Then Magnus came up with the Magnus Carlsen Chess Tour which is a series of online tournaments among the best ten or so players in the world and some veterans for interest sake. The format is best of four ‘rapid’ games – in which each player gets 15 minutes plus 10 seconds per move. If that doesn’t produce a result there are two blitz games of 5 minutes and (I think) 3 seconds a move. And if that doesn’t work there’s a game of armageddon in which white gets five minutes and must win to win the exchange and black four and wins if they draw or win.
In any event, it’s been great fun for chess tragics. Magnus has been in each of these tourneys and they’ve been very exciting, rapid chess rewarding more aggressive games – though. The final has turned out to be between Magnus and American Hiruku Nakamura who’s in and out of the top ten in classical chess but is arguably better than Magnus at blitz and perhaps at rapid.

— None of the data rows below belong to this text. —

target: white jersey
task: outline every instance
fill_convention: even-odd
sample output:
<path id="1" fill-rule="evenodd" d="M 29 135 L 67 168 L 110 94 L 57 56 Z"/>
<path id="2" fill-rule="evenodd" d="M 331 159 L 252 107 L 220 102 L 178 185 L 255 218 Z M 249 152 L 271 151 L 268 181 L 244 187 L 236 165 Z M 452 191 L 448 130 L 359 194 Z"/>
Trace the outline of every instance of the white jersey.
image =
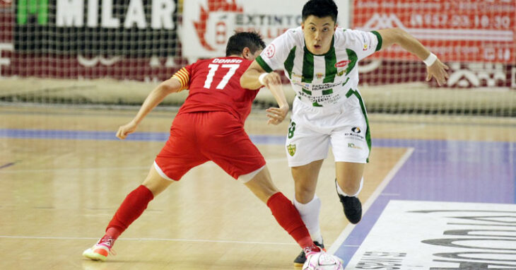
<path id="1" fill-rule="evenodd" d="M 332 42 L 326 54 L 312 54 L 300 26 L 276 37 L 256 60 L 267 72 L 283 69 L 305 104 L 332 107 L 352 95 L 358 102 L 358 62 L 382 47 L 382 37 L 376 31 L 337 28 Z"/>

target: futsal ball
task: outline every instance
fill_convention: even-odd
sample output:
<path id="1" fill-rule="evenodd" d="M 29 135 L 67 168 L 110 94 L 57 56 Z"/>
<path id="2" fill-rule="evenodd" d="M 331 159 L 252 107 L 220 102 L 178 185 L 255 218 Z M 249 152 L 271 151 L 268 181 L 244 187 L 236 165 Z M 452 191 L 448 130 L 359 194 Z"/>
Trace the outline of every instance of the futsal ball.
<path id="1" fill-rule="evenodd" d="M 341 270 L 342 262 L 336 256 L 326 252 L 317 252 L 307 258 L 303 270 Z"/>

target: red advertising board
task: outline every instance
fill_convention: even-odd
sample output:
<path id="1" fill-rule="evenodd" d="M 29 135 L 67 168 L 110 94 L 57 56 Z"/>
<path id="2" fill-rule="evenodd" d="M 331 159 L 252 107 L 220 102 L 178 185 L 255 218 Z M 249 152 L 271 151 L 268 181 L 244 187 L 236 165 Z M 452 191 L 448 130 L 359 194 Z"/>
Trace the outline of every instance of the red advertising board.
<path id="1" fill-rule="evenodd" d="M 354 0 L 351 28 L 397 27 L 446 61 L 516 63 L 515 0 Z M 399 46 L 371 58 L 416 59 Z"/>
<path id="2" fill-rule="evenodd" d="M 13 0 L 0 0 L 0 8 L 10 7 Z"/>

He’s been playing incredibly well getting Magnus into lines he’s uncomfortable in, getting ahead of him on time and putting huge pressure on. The score is 3-2 in a best of seven match, so the tourney will be settled with a Nakamura win tonight – or will go to a final ‘set’ if Magnus wins tonight.
Some of the games have been stunning such as this one in which Magnus gets Hikaru into serious trouble, and Hikaru finds a way to force Magnus to sacrifice a rook and then his queen to keep his chances alive – without doing so Hiruku’s mating threats start dominating. Amazing he could conjure such threats so quickly out of such a bad position. Anyway if you want to play any of this together with computer analysis of the positions, this link will do it for you. And here’s the game I spoke about.
Next game starts in 29 minutes!
Oops – pressed ‘save’ rather than ‘publish’. Here it is after the first game of the evening. Another rip snorter.
I didn’t know you were another chess tragic, Nick. We should hook up on lichess for a game sometime!
Sounds good – ping me on Skype or some other platform.
Magnus won, so from being best of seven, it’s best of one tonight!